Verfolgungsrennen: 1. Alex Vogel (Märwil TG), 2. Mauro Schmid (Steinmaur), 3. Zobrist, 4. Güller, 5. Döring, 6. Jan Christen (Gippingen).

Junioren, Anfänger, Frauen: 1. Jeannot Rey (Unterentfelden/Junior) 19,2 km in 26:12 (43,97 km/h), 28 Punkte, 2. Jan Christen (Gippingen/1. Anfänger) 25, 3. Jonas Stäuble (Sulz) 16, 4. Sebastian Roth (Seon) 11, 5. Dominik Weiss (Sulz) 8, 6. Nicola Schleuniger (Klingnau) 7, 7. Sandra Weiss (Sulz/1. Frau) 6, 8. Lea Huber (Sulz(2. Frau) 5.

Schüler: Jahrgänge 2005 und 2006: 1. Francesco Caruso (Unterlunkhofen) 9,6 km in 14:54 (38,658 km/h), 19 Punkte, 2. Cedric Graf (Affoltern) 13, 3. Miro Leubin (Schupfart) 9, 4. Leandro Schleuniger (Klingnau) 6, 5. Nik Zbinden (Gränichen) 5, 6. Jan Huber (Sulz) 4, 7. Nicola Zumsteg (Gansingen) 3, 8. Tina Zbinden (Gränichen/1. Mädchen).

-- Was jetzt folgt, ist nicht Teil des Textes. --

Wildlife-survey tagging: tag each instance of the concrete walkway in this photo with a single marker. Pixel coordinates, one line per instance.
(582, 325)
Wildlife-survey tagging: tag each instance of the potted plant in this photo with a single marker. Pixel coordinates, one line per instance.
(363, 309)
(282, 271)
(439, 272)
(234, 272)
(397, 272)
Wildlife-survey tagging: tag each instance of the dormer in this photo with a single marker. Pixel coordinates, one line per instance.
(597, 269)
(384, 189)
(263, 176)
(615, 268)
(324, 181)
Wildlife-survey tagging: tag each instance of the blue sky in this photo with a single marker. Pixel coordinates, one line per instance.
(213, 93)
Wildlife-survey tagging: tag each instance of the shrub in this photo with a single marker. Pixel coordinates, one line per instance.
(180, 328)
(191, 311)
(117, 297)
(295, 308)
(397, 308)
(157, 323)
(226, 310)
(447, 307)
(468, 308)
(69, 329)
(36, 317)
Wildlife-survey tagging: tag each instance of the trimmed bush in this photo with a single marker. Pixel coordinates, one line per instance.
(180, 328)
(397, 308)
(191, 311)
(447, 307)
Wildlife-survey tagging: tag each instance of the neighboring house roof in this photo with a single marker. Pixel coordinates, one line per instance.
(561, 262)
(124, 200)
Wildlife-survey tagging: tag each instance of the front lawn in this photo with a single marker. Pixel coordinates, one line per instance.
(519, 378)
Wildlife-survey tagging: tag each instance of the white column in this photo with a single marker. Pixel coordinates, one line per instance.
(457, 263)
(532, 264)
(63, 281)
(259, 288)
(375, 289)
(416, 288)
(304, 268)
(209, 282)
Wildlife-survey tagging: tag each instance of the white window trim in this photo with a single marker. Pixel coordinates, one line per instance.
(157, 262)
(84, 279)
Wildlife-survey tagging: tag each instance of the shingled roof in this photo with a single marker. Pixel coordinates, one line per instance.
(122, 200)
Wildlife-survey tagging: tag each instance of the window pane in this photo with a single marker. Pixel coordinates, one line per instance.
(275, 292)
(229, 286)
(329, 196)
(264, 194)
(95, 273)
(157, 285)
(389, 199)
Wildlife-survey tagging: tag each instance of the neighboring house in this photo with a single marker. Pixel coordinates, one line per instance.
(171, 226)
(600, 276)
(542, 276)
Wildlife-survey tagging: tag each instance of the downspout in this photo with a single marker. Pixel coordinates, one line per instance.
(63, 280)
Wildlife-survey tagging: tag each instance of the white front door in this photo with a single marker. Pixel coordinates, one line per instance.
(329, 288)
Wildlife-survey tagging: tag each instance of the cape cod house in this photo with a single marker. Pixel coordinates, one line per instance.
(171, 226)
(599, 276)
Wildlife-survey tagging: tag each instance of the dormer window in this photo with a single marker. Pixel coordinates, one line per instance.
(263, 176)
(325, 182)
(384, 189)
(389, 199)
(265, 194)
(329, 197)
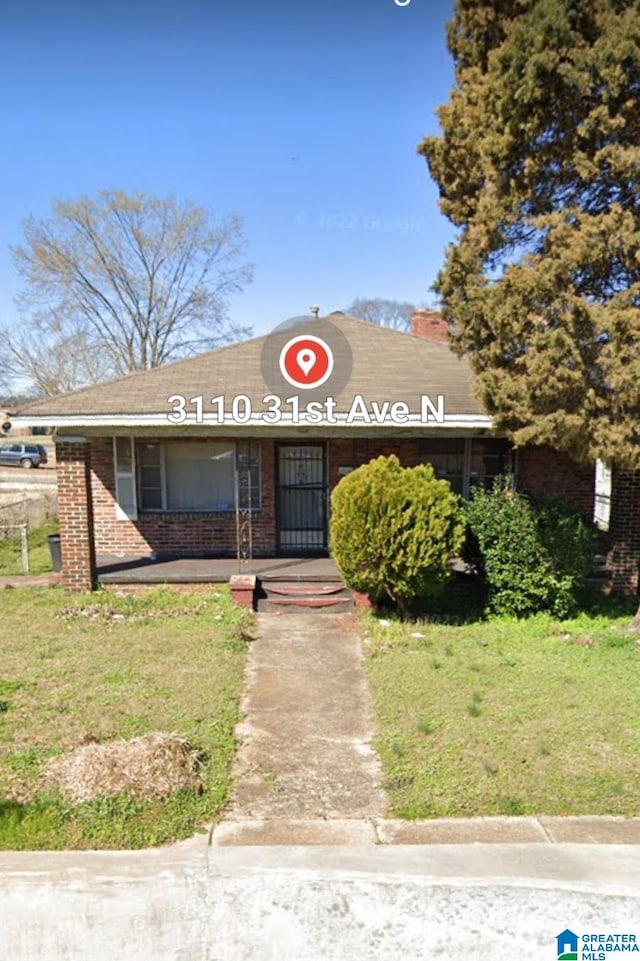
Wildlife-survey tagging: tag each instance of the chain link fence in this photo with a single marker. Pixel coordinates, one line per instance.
(20, 514)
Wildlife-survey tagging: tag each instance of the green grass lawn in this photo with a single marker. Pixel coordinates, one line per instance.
(507, 717)
(39, 553)
(69, 671)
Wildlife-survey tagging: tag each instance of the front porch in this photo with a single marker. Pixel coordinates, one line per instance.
(214, 570)
(275, 584)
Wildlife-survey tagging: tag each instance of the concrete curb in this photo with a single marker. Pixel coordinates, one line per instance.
(483, 830)
(369, 902)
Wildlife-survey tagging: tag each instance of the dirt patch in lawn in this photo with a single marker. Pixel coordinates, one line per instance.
(150, 766)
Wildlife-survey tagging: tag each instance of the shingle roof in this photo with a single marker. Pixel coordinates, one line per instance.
(387, 365)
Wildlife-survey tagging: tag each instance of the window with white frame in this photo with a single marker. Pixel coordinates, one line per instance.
(197, 476)
(468, 462)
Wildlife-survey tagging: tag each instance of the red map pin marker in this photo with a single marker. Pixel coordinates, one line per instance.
(306, 361)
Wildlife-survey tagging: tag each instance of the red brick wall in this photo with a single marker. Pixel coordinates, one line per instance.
(75, 511)
(542, 470)
(624, 532)
(184, 533)
(430, 325)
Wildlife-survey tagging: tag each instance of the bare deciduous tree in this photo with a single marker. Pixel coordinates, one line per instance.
(384, 313)
(140, 280)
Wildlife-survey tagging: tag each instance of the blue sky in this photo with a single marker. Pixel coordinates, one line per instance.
(303, 117)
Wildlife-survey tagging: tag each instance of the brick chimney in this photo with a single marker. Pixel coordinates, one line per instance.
(430, 324)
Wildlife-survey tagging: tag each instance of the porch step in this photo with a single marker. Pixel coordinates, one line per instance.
(302, 588)
(303, 595)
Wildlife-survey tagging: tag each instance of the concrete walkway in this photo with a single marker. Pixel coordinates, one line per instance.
(305, 754)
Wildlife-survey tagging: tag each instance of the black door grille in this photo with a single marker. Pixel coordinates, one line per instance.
(302, 500)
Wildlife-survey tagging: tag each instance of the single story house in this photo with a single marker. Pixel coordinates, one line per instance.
(238, 449)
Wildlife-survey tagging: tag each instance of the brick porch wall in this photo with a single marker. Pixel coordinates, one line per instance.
(354, 453)
(183, 533)
(623, 559)
(75, 511)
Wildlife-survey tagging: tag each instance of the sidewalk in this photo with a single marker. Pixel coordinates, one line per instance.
(305, 754)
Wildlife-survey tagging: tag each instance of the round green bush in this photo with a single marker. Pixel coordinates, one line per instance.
(394, 531)
(534, 555)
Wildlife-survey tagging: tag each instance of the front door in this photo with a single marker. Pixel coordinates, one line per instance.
(302, 499)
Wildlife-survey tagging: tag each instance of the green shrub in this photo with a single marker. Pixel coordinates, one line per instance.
(534, 555)
(394, 531)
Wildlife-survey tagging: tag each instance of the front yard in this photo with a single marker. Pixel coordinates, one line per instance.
(507, 717)
(93, 669)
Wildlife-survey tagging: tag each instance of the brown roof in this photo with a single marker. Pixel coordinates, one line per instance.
(385, 365)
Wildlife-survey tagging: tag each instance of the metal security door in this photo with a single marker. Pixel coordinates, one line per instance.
(302, 498)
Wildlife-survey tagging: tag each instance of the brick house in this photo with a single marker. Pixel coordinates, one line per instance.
(167, 461)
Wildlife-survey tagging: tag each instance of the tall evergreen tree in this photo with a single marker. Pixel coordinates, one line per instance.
(538, 165)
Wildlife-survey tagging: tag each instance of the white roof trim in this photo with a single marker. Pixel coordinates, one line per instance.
(449, 422)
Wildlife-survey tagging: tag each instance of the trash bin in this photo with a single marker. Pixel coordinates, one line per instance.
(54, 547)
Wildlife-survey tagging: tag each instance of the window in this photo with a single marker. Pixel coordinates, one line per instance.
(446, 455)
(126, 503)
(490, 457)
(199, 476)
(467, 462)
(602, 505)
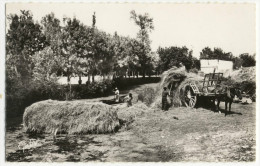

Jahrgänge 2007 und jünger: 1. Lars Emmenegger (Kaisten) 5,76 km in 09:05 (35,146 km/h), 12 Punkte, 2. Seybien Zumsteg (Sulz) 6, 3. Levin Hüsler (Gansingen) 4, 4. Aron Müller (Wittnau) 4, 5. Aline Graf (Affoltern/1. Mädchen) 4, 6. Tobias Rauber (Riniken) 2.